A couple of days went by, I have given him space and not talked to him about any of this. Or at least as much as I can. We have spoken about other things as he got his results yesterday and I wanted to know how he had done. After that I left him alone, only to find a message from him the next day. We talked like nothing had happened and he invited me for a game. We had several games and he admitted he was impressed by how well we had worked together in it. The next day he messages me again and we talk all day (again). We had a right laugh and a joke about. He also tried to make me feel better after a friend of his upset me by asking me about us. Today he also helped me and made me feel better after an argument with my Dad. My Dad told me to grow up and get over him. He also said that my ex never loved me and doesn't know what love is.

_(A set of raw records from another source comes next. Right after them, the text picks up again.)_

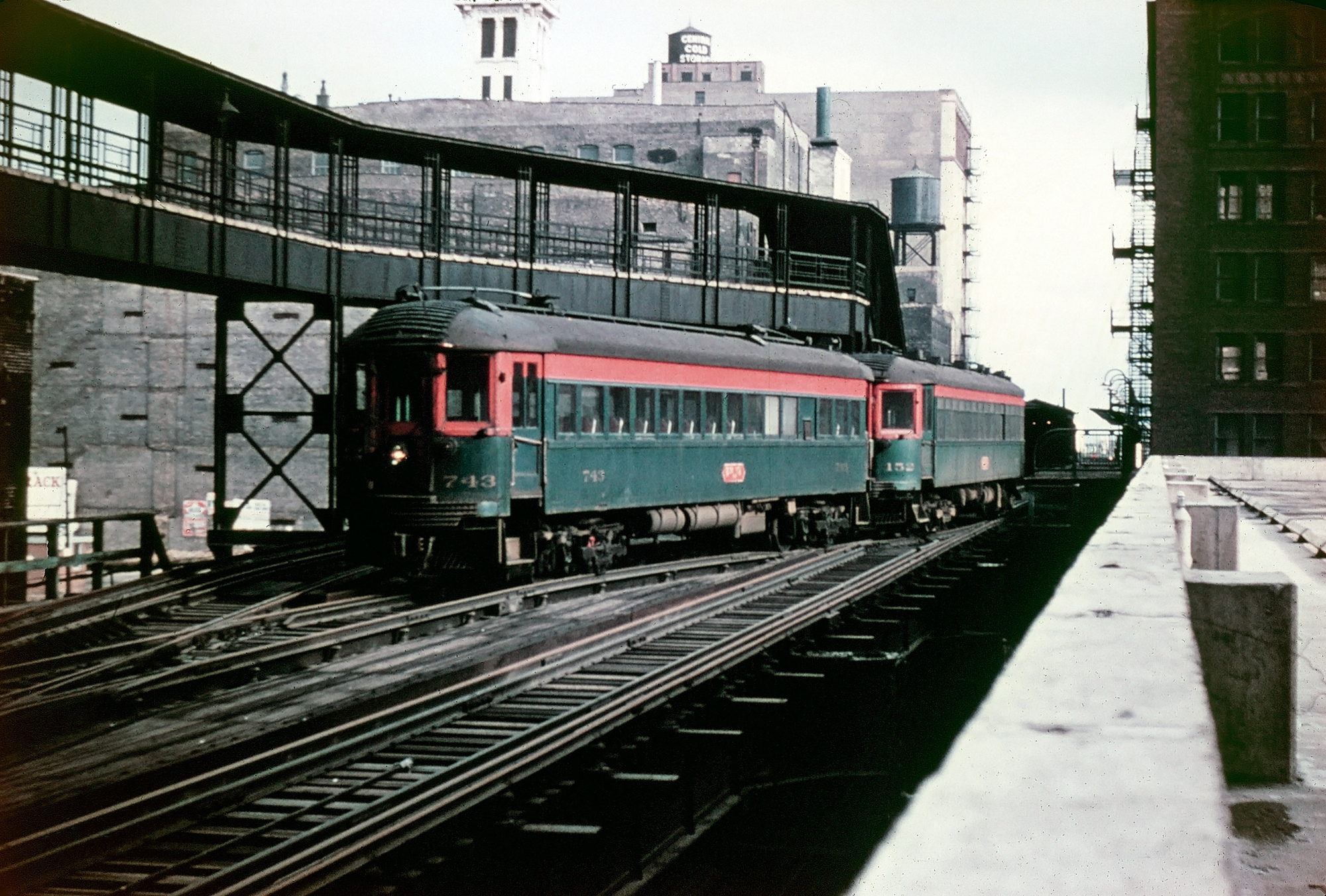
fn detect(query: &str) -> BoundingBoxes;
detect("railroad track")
[0,553,778,839]
[0,521,1000,896]
[0,551,776,748]
[0,541,345,668]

He said when it happened that he will never give me another chance and that his mind is made up. He is stubborn and it's been hard to persuade him in the past. I know I have messed up and I have apologized to him for my actions and the reaction, saying that I was childish and just hurt.

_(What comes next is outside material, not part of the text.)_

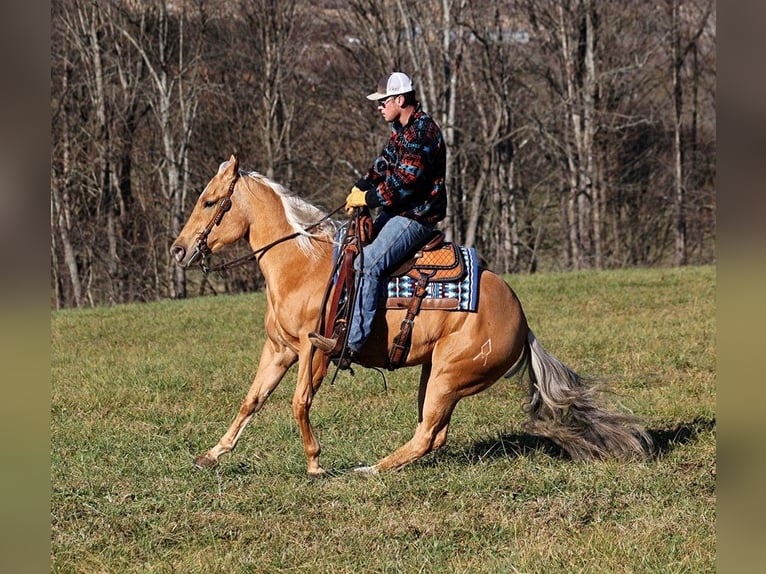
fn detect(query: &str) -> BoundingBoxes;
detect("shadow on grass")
[441,417,715,464]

He knows I still love him and I would do anything to get him back. I understand that the main issue is that I am too clingy and I just want the chance to prove that to him. I know that what I have done does not prove that but I know I can do it. I have a reason to try this time. Do I have a chance? I feel like I do if I'm careful.
Most Helpful Guy
You should never feel the need to convince someone to accept your love. Ones love is the most personal gift that we can give to someone, because it symbolizes a person's importance to our lives.

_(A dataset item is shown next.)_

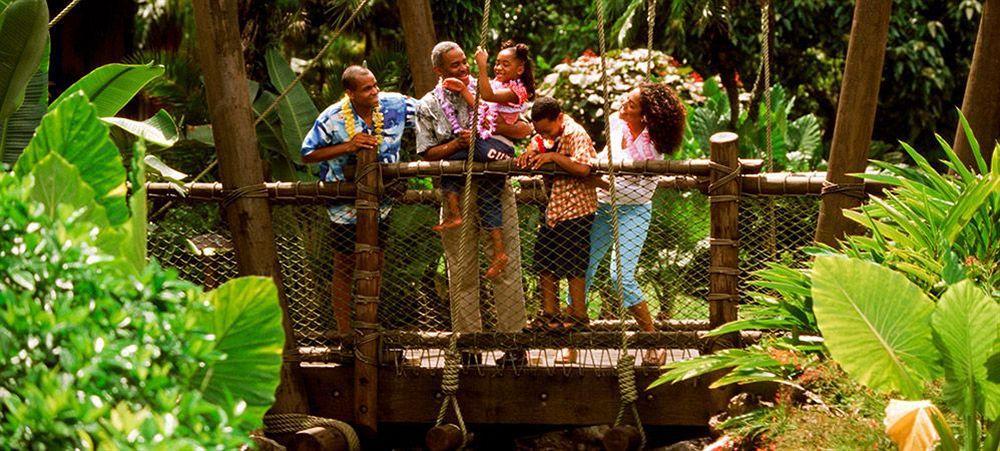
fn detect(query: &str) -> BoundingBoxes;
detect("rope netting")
[149,175,818,371]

With that, the fact that he stated "there was a chance to repair" indicates that he did not love you enough to try to fix the issues between you two (exhausting all options) before reaching his decision to end the relationship. Instead, he opted to play games with you by breaking up with you and then give you hope . If there were ever a chance to repair, why break up?
Sounds like games to me.
That being said, we all make mistakes in life, so don't think your parting shots is the reason why he has not taken you back. He either using that as an excuse to stay a part, or as a method to keep you at bay until he's ready to take you back. Don't run after him. If he cares about you, he'll meet you half way to work through the issues. If he does not, tell him you deserve someone that will.